Maybe because, in the gestalt way, Portland's bridges draw the line between number, function, design, and majesty to accidentally arrive in a certain picturesque sweet spot. The modern lines of the Morrison Bridge are sublime; the antiqueness of the Burnside, the rusticness of the Steel, are, to me, more memorable than the majesty of the suspension spans linking New York boroughs. Even the Saint Johns, despite its quaintness, emanates a combination of poise and elegance that the Golden Gate Bridge can't match. 

But that's me; I, even in the evolved Portland of today, am ever the PDX-chauvinist. Home-town pride and all that.

There's another more practical niftiness about the bend of the Willamette through the dead center of the Rose City; it affords unique angles that allow me to combine more than one bridge most attractively into one shot. For instance, if you situate yourself in the proper place, about 2/3rds of the way east over the Burnside from downtown, you get this:


Four bridges in this shot: in the distance, the arch of the Fremont; next nearer, the red trusses of the Broadway; one more in, the prehistoric Steel, and the balustrade of the one I'm standing on here, the Burnside. Through the gaps in that balustrade you see a car cruising along a ramp from the Banfield Freeway westbound to I-5 along the river southbound; if you look carefully between the supports of the Steel you see a bulk ship standing by to either unload or go; and on the right peeks out the Louis-Dreyfus grain dock elevators.

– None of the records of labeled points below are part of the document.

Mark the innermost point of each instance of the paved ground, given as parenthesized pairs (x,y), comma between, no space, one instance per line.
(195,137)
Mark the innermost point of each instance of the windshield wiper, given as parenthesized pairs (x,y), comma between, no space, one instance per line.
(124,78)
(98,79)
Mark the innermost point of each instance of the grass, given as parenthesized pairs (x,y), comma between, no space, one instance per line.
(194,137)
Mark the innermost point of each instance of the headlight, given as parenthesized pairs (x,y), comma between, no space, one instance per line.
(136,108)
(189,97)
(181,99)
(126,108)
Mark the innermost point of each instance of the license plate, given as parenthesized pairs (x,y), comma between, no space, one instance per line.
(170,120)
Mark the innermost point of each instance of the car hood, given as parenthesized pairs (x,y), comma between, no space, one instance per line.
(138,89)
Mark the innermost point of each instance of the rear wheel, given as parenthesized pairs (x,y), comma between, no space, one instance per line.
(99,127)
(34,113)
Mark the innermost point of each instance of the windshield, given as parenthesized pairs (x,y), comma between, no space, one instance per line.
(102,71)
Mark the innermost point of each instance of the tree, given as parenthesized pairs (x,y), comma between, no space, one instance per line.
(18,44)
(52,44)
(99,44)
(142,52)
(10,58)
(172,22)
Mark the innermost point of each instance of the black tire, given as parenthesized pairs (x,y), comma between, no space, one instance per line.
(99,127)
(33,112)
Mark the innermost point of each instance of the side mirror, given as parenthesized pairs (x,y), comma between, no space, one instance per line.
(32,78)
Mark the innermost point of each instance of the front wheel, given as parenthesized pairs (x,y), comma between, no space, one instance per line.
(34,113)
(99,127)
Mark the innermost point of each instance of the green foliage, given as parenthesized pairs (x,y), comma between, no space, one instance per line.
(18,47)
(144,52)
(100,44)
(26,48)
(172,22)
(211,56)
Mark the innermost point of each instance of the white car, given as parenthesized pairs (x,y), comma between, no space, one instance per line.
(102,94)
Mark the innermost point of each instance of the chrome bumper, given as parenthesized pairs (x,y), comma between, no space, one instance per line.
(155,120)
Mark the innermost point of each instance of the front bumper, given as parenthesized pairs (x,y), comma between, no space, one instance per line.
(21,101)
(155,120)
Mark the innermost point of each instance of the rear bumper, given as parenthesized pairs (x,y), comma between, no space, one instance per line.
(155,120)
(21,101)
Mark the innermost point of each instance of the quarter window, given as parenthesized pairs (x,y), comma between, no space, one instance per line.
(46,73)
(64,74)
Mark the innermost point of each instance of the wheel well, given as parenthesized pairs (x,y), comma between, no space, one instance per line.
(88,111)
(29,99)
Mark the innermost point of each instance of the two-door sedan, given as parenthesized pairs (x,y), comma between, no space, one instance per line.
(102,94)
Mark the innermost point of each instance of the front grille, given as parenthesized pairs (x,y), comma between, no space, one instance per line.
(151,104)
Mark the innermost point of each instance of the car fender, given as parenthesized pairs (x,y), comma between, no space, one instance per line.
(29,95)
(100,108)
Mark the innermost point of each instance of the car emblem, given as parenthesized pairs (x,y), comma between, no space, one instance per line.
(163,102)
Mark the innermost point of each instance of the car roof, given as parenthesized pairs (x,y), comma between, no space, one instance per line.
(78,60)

There are probably other river scenes in other river cities where you can combine nearby elements for an interesting view, but my heart tells me they can't really compete with this even before I've looked at them. 

Interestingly, despite the preponderance of 2010-2013 throwbacks from the now-decommissioned Kodak EasyShare C813, this was actually taken in 2018 according to the EXIF data, so it isn't a throwback ... more of a gentle shoveback.